My father is going back to Germany this week for the first time in 25 years or so. Seriously. He hasn't been back to Germany since there were two; since before the Wall fell. Yet he is (rustily) fluent in German, taught German, and lived there at various times in the 1960s and 1970s. I think it's going to be a strange, strange thing for him. Because where you live does infect you, become part of you. So it must be a strange trip up ahead, if wonderful, given the glorious things I've heard about Berlin.
But I thought about this, and it occurred to me how easy it has been to be a white person who moves around where she or he wants. When I lived in Barcelona, I just had to get a piece of paper filed with the police, then I had my numero de extranjeros and that was that - medical bills, no probs, taxes paid properly, bank account got. Of course, the little tarjeta that made me official took forever to come, but still - all relatively straightforward. And then I remember all the people who told me they hated immigrants, but that - after I pointed out little old me - I was "different." And so it probably was for my father in Germany, in a way it really would have been more difficult to do so if not white.

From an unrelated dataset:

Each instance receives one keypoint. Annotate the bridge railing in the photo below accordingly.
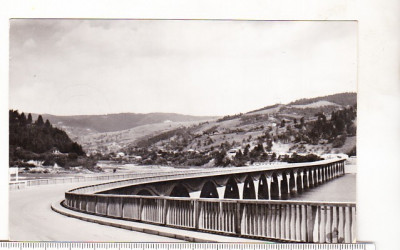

I'm not sure I would have taken this path of thought if it were not thanks to various pieces of anti-non-white things that have happened of late - Pat Buchanan's crazy rants about how white people's culture is under threat, Nick (shudder) Griffin on Question Time at home talking about how London isn't really British because so many non-white people are there. So I've been thinking a lot about this sort of thing. And I am grateful that Boris Johnson and Andrew Sullivan represent conservative thinking that stands up to this nonsense about how the English and Americans are so flipping "white," when, really, that doesn't mean anything given our nations' histories.